In aggiunta a questo, i livelli di inventario che si accumulano di fronte a processi più lenti rispetto ai processi precedenti e viceversa, sono visibili chiaramente. Vediamo anche grandi lotti di materiali che vengono spostati a causa delle configurazioni della macchina che ci richiedono di eseguire lotti di dimensioni maggiori per garantire un buon uso delle nostre macchine.


MUDA Inventario: Come eliminare o ridurre l’inventario

Ridurre l’inventario apparentemente sembra cosa facile ma in verità è tutt’altro che semplice. L’aumento di Stock infatti spesso è la cartina di tornasole che mette in risalto altri problemi a monte dell’inefficienza di stock.
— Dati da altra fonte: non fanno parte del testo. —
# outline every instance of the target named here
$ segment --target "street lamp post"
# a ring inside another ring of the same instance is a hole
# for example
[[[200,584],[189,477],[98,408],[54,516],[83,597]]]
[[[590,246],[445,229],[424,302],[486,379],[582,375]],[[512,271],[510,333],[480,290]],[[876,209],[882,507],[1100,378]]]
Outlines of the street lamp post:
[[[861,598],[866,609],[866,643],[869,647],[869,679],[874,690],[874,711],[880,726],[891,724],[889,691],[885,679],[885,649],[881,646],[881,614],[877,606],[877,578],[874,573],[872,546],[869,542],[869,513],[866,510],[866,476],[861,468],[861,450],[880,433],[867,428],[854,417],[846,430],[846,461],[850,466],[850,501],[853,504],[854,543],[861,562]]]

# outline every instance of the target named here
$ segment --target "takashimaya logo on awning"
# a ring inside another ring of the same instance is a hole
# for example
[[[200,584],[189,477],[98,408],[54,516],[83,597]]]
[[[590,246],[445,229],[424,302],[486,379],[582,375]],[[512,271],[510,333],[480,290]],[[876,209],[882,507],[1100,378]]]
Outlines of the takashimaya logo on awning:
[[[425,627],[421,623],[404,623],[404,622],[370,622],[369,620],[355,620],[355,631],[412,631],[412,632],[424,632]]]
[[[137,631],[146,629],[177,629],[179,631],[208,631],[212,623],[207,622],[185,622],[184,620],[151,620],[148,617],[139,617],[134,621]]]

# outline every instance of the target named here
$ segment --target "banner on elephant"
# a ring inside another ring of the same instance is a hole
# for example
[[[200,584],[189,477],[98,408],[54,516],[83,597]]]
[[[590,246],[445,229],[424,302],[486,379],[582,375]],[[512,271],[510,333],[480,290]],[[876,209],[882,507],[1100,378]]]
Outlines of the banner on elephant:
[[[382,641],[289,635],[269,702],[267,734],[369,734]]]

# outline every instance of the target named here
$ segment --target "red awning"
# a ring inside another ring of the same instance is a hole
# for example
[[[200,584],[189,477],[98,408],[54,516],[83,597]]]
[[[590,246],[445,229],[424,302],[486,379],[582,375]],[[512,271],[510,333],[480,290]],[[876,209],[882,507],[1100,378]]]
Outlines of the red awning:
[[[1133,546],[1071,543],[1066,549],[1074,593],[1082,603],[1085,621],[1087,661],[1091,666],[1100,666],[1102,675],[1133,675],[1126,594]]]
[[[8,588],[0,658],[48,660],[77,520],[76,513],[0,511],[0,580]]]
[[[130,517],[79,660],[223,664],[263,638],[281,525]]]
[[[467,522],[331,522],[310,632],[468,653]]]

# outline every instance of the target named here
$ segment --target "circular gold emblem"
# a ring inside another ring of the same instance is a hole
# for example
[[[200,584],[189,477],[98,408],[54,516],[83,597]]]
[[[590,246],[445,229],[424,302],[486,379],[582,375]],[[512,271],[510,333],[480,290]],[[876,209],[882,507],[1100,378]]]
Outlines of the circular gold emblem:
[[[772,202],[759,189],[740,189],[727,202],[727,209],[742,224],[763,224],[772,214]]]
Serve quindi una analisi critica sui motivi a monte che generano un aumento del livello di stock.

Una buona riorganizzazione delle scorte dovrebbe avere ben chiari i seguenti punti:

  1. Valutare la precisione del sistema di controllo inventariale e il sistema gestionale della logistica (gli inventari del sistema ERP sono precisi?)
  2. Analizzare la precisione dei processi produttivi (gli scarti e difetti sono sotto controllo?)
  3. Suddividere gli articoli in alta media o bassa rotazione
  4. Suddividere gli articoli in “Critici” (cioè con alto lead time) da quelli facilmente reperibili
  5. Suddividere gli articoli con gestione a scorta o articoli solo a commessa/disegno.
  6. Comprendere la dimensione della logistica e il relativo TCO (Total Cost of Ownership) per ogni gruppo di articoli.
  7. Analizzare con l’ufficio acquisti come migliorare l’efficienza del reparto ordini di fornitura (è possibile aumentare il numero ordini riducendone i lotti? Gli strumenti informatici possono aiutare nel controllo di un aumento di numero ordini?)
  8. Analisi dei fornitori suddividendoli in affidabili normali o di rischio
  9. Individuare gli articoli con stagionalità
  10. Individuare le scorte di sicurezza per i diversi tipi di articolo
  11. Comprendere l’orizzonte temporale della domanda (forecast)
  12. Calcolare il vero punto di riordino per i soli articoli a scorta
  13. Analisi del layout dell’accettazione merce
  14. Analisi dell’efficienza della logistica (in termini di posizioni e tempi di reperimento) vedasi “Spaghetti chart”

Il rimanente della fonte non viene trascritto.